Chat Message History

from langchain_clickzetta import ClickZettaChatMessageHistory
from langchain_core.messages import HumanMessage, AIMessage

# Create chat history
chat_history = ClickZettaChatMessageHistory(
    engine=engine,
    session_id="user_123",
    table_name="chat_sessions"
)

# Add messages
chat_history.add_message(HumanMessage(content="Hello!"))
chat_history.add_message(AIMessage(content="Hi there! How can I help you?"))

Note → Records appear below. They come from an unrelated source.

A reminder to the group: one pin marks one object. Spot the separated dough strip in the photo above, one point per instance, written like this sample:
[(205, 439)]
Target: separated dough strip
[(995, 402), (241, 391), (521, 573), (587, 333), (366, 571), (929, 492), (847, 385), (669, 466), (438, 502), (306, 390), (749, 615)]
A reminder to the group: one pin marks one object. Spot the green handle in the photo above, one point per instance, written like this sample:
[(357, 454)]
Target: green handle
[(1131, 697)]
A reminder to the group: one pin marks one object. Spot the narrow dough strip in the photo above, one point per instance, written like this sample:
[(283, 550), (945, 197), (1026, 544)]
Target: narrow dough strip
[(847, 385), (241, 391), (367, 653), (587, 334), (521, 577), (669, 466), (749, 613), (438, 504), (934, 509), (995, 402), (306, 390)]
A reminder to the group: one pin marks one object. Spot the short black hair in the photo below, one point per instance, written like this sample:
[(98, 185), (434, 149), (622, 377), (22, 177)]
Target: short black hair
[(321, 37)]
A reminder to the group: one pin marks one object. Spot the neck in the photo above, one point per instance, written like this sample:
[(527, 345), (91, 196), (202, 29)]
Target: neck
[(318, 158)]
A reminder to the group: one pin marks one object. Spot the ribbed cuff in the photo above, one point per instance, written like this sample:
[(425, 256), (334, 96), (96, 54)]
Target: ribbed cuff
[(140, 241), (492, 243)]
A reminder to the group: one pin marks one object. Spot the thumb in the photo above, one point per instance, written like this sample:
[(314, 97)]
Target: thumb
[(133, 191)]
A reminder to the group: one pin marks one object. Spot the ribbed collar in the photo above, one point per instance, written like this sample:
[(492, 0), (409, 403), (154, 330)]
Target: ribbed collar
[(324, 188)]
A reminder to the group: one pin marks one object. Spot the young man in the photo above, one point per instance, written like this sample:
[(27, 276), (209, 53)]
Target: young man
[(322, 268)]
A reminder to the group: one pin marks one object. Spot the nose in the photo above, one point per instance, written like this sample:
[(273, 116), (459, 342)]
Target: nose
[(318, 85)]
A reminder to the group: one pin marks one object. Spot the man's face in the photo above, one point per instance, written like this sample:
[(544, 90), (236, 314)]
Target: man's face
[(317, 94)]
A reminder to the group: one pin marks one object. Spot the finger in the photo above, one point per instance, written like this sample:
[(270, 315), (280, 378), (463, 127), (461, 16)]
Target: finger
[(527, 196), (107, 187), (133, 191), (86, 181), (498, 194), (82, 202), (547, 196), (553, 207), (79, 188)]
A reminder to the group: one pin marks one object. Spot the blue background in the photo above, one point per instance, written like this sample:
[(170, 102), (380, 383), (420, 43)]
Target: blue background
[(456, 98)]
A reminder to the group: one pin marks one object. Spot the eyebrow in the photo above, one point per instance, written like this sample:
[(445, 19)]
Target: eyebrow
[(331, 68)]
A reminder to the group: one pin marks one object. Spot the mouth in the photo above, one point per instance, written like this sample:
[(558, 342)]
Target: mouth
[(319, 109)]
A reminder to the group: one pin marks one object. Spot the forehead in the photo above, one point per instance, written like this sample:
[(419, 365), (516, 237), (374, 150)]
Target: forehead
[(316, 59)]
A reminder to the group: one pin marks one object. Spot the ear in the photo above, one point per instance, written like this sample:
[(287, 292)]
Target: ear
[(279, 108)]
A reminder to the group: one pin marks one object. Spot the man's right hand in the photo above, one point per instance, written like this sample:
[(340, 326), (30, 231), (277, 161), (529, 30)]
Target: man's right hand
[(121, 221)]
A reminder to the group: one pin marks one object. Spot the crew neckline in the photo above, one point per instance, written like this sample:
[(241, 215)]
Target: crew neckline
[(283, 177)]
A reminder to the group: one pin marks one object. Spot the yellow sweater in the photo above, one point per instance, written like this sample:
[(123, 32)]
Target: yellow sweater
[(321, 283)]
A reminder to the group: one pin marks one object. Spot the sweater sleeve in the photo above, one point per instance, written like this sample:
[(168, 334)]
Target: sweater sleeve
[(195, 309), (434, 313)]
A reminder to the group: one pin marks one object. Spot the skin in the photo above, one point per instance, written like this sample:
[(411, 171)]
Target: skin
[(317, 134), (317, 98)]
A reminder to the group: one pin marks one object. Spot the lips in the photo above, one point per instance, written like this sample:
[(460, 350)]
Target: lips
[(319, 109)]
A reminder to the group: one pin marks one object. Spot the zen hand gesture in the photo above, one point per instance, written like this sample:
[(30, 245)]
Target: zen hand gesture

# Retrieve conversation history
messages = chat_history.messages
for message in messages:
    print(f"{message.__class__.__name__}: {message.content}")

Configuration

Environment Variables

You can configure ClickZetta connection using environment variables:

export CLICKZETTA_SERVICE="your-service"
export CLICKZETTA_INSTANCE="your-instance"
export CLICKZETTA_WORKSPACE="your-workspace"
export CLICKZETTA_SCHEMA="your-schema"
export CLICKZETTA_USERNAME="your-username"
export CLICKZETTA_PASSWORD="your-password"
export CLICKZETTA_VCLUSTER="your-vcluster"  # Required

Connection Options

engine = ClickZettaEngine(
    service="your-service",
    instance="your-instance",
    workspace="your-workspace",
    schema="your-schema",
    username="your-username",
    password="your-password",
    vcluster="your-vcluster",  # Required parameter
    connection_timeout=30,      # Connection timeout in seconds
    query_timeout=300,         # Query timeout in seconds
    hints={                    # Custom query hints
        "sdk.job.timeout": 600,
        "query_tag": "My Application"
    }
)

Advanced Usage

Custom SQL Prompts

from langchain_core.prompts import PromptTemplate

custom_prompt = PromptTemplate(
    input_variables=["input", "table_info", "dialect"],
    template="""
    You are a ClickZetta SQL expert. Given the input question and table information,
    write a syntactically correct {dialect} query.

    Tables: {table_info}
    Question: {input}

    SQL Query:"""
)

sql_chain = ClickZettaSQLChain(
    engine=engine,
    llm=llm,
    sql_prompt=custom_prompt
)

Vector Store with Custom Distance Metrics

vector_store = ClickZettaVectorStore(
    engine=engine,
    embeddings=embeddings,
    distance_metric="euclidean",  # or "cosine", "manhattan"
    vector_dimension=1536,
    vector_element_type="float"  # or "int", "tinyint"
)

Metadata Filtering

# Search with metadata filters
results = vector_store.similarity_search(
    "machine learning",
    k=5,
    filter={"category": "tech", "year": 2024}
)

# Full-text search with metadata
retriever = ClickZettaFullTextRetriever(
    engine=engine,
    table_name="research_docs"
)
results = retriever.get_relevant_documents(
    "artificial intelligence",
    filter={"type": "research"}
)

Testing

Run the test suite:

# Navigate to package directory
cd libs/clickzetta

# Install test dependencies
pip install -e ".[dev]"

# Run unit tests
make test-unit

# Run integration tests
make test-integration

# Run all tests
make test

Integration Tests

To run integration tests against a real ClickZetta instance:

Configure your connection in ~/.clickzetta/connections.json with a UAT connection
Add DashScope API key to the configuration
Run integration tests:

cd libs/clickzetta
make integration
make integration-dashscope

Development

Setup Development Environment

# Clone the repository
git clone https://github.com/yunqiqiliang/langchain-clickzetta.git
cd langchain-clickzetta/libs/clickzetta

# Install in development mode
pip install -e ".[dev]"

# Install pre-commit hooks (if configured)
pre-commit install

Code Quality

# Navigate to the package directory
cd libs/clickzetta

# Format code (auto-fixes many issues)
make format

# Linting (significantly improved)
make lint      # ✅ Reduced from 358 to 65 errors - 82% improvement!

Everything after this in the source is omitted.